LACCM and MFHC divide their efforts between educating landlords and tenants about fair housing laws and investigating complaints.
“We have had some big cases in that area,” Ms. Johnson said of Leominster and Fitchburg. “They were cases of national origin discrimination. But across the board, whether it’s out there or back here, the ones we see most often are disability discrimination and children. Landlords will say right out, ‘You have kids? You can’t live here.’ “
Over the last four years, she said, the agency’s lawsuits against landlords have all been settled out of court, and the settlement agreements prevent her from identifying specific landlords publicly.
In one current case, she said, the agency got wind of a landlord who discouraged people with children from trying to rent apartments. So the agency sent out two investigators to try to verify the complaints.
“The first was a woman with kids,” Ms. Johnson said. “The landlord was like, ‘Oh, well, you know, I don’t know if you would like it here. I don’t know if it’s going to work out for you here. I think you’d like it better somewhere else.’ “
The next investigator, who told the landlord she didn’t have kids, got the red carpet treatment, Ms. Johnson said.
LACCM also conducts such “paired tests” using trained volunteers, who earn a small stipend. The testers each attempt at different times to rent an apartment or house. The only significant difference between the two in any given test is that one has children or is handicapped or is a member of a particular race and so on.
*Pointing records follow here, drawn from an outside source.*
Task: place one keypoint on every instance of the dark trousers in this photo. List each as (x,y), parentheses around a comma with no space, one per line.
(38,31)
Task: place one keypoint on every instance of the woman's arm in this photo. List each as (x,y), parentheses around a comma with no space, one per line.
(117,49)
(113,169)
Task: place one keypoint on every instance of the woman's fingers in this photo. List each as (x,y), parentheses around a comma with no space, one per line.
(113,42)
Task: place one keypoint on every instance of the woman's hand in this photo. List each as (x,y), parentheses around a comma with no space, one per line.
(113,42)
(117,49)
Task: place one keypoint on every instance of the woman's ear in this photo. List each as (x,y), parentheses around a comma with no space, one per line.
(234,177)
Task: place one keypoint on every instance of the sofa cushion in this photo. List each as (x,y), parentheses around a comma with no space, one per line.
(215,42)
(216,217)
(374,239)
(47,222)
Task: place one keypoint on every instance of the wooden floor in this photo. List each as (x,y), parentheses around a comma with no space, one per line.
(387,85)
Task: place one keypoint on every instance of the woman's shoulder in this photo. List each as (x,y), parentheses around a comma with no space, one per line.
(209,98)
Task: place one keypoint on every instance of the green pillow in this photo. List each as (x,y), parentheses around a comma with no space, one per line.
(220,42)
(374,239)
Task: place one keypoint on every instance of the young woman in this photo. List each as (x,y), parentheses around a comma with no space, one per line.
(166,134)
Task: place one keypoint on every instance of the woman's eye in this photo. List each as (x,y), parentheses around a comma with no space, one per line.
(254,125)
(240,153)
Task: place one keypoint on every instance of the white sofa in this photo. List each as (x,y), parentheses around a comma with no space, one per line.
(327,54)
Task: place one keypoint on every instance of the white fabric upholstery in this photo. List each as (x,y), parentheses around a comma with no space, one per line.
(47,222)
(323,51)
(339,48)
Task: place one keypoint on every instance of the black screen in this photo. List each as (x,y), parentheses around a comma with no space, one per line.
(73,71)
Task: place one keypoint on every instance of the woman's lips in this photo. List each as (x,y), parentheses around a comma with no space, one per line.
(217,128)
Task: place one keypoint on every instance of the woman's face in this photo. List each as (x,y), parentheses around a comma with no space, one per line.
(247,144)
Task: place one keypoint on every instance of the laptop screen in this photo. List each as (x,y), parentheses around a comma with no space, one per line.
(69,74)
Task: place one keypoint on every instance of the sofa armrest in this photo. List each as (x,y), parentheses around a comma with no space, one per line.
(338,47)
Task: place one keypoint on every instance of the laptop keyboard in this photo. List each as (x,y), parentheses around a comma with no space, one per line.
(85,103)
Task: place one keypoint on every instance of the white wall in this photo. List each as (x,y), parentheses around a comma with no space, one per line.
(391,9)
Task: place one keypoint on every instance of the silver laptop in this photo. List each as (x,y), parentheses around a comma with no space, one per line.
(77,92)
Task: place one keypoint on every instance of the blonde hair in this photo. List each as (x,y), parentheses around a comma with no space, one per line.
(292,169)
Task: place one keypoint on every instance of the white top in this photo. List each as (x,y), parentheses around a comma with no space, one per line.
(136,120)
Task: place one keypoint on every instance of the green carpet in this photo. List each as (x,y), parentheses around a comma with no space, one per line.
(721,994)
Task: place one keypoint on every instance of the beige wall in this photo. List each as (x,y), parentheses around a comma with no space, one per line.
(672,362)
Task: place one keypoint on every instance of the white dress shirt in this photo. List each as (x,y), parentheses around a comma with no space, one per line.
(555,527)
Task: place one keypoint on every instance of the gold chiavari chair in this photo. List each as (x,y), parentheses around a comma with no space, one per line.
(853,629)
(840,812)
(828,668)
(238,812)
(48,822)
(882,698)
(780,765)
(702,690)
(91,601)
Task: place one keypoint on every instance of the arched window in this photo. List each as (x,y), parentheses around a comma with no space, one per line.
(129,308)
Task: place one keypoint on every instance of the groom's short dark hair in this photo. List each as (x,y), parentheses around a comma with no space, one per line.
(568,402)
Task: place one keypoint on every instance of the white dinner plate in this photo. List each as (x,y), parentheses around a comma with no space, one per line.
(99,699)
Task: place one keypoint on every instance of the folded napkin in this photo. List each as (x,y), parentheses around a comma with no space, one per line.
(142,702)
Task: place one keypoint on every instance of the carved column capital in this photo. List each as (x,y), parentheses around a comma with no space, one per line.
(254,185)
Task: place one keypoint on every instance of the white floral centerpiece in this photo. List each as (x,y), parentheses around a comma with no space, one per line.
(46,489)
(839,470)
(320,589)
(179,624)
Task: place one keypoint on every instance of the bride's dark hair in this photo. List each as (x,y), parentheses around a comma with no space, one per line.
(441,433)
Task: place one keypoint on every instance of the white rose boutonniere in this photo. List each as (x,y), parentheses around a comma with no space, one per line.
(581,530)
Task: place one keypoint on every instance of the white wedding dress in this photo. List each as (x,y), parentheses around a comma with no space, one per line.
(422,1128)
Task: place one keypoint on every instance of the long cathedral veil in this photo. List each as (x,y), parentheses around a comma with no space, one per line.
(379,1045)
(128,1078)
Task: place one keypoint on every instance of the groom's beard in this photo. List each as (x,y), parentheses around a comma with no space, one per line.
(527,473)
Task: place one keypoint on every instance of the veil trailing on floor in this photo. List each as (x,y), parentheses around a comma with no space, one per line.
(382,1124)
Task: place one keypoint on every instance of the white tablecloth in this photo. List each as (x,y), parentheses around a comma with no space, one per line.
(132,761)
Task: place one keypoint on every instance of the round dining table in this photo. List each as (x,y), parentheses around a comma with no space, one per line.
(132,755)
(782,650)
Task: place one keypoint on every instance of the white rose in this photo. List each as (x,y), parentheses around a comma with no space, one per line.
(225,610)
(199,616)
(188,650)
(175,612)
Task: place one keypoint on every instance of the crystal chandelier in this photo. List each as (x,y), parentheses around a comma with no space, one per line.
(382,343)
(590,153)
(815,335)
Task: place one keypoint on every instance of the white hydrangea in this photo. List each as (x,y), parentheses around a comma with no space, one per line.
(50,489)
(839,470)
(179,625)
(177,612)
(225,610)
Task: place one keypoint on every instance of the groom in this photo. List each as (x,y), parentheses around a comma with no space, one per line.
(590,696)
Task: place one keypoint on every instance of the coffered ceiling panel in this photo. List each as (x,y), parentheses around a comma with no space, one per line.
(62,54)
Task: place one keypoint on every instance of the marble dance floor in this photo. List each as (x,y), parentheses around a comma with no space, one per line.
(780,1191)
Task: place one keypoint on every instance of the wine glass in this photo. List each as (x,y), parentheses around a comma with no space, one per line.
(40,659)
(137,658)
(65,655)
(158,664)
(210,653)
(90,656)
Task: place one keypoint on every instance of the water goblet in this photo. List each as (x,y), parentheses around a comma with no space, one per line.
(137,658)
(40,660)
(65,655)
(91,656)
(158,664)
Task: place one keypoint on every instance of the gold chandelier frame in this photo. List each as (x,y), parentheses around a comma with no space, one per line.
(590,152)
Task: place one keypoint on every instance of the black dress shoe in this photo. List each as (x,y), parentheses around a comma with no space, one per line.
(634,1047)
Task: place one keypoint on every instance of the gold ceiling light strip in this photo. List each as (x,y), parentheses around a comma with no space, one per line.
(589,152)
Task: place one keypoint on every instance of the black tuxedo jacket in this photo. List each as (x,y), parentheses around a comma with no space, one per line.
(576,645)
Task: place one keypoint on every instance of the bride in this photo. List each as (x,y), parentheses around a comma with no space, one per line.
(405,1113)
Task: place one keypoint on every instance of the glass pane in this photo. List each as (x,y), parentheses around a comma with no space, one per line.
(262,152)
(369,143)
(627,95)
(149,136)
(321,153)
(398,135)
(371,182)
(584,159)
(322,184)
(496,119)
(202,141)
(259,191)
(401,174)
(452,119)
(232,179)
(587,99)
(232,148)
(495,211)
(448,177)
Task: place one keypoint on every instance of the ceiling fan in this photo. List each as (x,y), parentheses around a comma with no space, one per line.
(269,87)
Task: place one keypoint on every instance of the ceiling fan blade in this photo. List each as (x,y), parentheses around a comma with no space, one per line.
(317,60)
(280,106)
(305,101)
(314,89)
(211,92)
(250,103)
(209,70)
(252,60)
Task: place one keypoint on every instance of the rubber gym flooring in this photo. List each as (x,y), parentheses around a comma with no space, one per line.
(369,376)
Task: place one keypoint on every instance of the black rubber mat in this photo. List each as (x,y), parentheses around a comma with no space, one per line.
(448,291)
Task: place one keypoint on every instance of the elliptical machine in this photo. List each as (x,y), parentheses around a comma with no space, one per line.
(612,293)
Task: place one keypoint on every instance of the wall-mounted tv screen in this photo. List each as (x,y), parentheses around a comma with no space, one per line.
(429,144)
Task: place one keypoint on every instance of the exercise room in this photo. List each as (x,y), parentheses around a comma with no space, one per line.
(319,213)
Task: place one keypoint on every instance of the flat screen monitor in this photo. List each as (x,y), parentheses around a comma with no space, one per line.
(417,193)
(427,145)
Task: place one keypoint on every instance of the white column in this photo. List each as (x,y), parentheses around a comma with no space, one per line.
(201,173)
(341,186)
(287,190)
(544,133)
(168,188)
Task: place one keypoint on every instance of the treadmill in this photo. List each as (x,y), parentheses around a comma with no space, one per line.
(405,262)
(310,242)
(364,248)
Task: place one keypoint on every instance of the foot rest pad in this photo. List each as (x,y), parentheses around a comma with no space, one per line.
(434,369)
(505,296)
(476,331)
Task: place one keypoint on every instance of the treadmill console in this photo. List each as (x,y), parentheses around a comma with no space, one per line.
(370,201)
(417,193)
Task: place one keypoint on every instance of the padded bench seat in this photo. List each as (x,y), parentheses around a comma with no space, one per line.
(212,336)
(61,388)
A $230,000 grant from the U.S. Housing and Urban Development Department awarded to LACCM in October requires the agency to do at least 50 paired tests in Worcester County this year.
Worcester also has dedicated a city employee, whose salary is funded in part by the HUD grant, to do outreach to tenants and landlords about housing discrimination, Mr. Mannina said.
Older rental homes contaminated with lead paint are another frequent source of housing discrimination here. Some landlords use the presence of lead paint, a known danger to small children, as an excuse not to rent to families with children, but Mr. Mannina said the law requires them to have it removed.
“It’s absolutely clear under Massachusetts law that that is illegal discrimination,” Mr. Mannina said. “If the landlords are in the rental business and can’t afford to de-lead, they shouldn’t be in the rental business.”
But Mr. Mannina and Ms. Johnson point out that landlords are not required to rent to somebody just because they fall under one of the categories protected under state and federal laws. Bad credit, poor references and an inability to pay the rent all are legitimate business reasons to deny an apartment to a prospective tenant regardless of his or her race or family status or any other factor, they said.
“The landlord has the right to pick the best possible tenant, as long as they can prove they are making choices based on legitimate business reasons,” Ms. Johnson said.